VO2 - Ce résultat, cette fin de la course aux minima, ne vous ont-ils pas libéré ?
YK - C'est clair. Ca m'a redonné un coup de boost au moral et je suis motivé en vu des mondiaux. Bon, je n'ai que le 40ième temps. Donc, je suis loin d'être favori. Maintenant, je n'ai pas dit mon dernier mot. Plus personne ne croyait en moi. Je veux prouver le contraire. Si je retrouve ma rage tout est possible et espoir me retrouver en finale serait exceptionnel.
VO2 - Quand allez-vous vous rendre à Berlin ?
YK - Je décollerai le 12 et les séries auront le 15 à partir de 18h15
VO2 - Ces 10 derniers jours en quoi va consister la fin de la préparation ?
YK - Je vais rester à Font Romeu jusqu'au 11. Même si je cours deux footings par jour, c'est beaucoup de repos. Le matin je pars pour 40' et le soir pour 25'. Je m'adonne à l'art de la sieste, je dors bien et je mange équilibré. En fait, je me ressource. Pour bien me concentrer sur cet objectif, j'ai tenu à déconnecter et à rentrer dans ma bulle. Et pour travailler mon mental, je lis « Champion dans la tête »

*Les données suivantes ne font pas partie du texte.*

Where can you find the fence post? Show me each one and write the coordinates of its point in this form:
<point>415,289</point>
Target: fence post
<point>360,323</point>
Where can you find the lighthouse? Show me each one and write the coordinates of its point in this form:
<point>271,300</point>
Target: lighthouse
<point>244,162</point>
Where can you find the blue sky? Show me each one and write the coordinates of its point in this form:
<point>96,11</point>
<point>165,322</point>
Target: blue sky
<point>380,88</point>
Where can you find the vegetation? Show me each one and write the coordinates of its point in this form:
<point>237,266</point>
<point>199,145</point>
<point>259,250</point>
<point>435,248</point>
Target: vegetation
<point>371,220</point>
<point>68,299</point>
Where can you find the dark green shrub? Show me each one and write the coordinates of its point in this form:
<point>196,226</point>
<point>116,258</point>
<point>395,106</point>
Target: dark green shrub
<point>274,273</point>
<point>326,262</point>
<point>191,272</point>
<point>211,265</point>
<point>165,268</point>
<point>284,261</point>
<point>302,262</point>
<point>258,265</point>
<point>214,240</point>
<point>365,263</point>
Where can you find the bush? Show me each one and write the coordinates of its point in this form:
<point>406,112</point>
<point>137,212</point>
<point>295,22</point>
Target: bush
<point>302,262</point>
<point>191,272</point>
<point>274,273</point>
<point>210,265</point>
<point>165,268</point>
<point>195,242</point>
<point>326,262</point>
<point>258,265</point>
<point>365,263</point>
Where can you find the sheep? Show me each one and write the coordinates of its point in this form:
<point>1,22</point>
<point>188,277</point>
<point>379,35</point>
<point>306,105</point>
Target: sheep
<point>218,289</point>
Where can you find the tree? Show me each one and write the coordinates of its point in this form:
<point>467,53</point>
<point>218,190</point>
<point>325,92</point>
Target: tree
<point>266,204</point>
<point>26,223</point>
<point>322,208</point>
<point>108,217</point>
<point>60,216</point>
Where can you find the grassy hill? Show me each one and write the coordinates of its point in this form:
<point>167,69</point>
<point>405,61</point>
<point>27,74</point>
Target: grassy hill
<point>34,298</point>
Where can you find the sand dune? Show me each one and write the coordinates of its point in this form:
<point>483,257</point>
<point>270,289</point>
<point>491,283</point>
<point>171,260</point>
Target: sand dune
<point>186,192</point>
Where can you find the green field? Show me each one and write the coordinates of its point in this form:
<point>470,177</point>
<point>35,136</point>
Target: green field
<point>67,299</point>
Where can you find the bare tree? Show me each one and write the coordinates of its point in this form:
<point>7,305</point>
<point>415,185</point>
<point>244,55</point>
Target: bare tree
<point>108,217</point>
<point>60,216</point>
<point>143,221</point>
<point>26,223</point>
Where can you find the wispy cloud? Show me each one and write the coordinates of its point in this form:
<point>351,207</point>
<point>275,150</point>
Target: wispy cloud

VO2 - Et après les mondiaux qu'allez-vous faire ?
YK - Le 29 je vais partir au Kenya et œuvrer bénévolement pour Fungana, cette association humanitaire dans laquelle je m'investis beaucoup. Aussi pour lever plus de fonds, on essaye de monter une équipe pour Fort-Boyard avec Ladji Doucouré, Leslie Djone, Sophie Duarte, Elodie Guégan, Renaud Lavillenie et d'autres. Ça permettrait à l'association de grandir.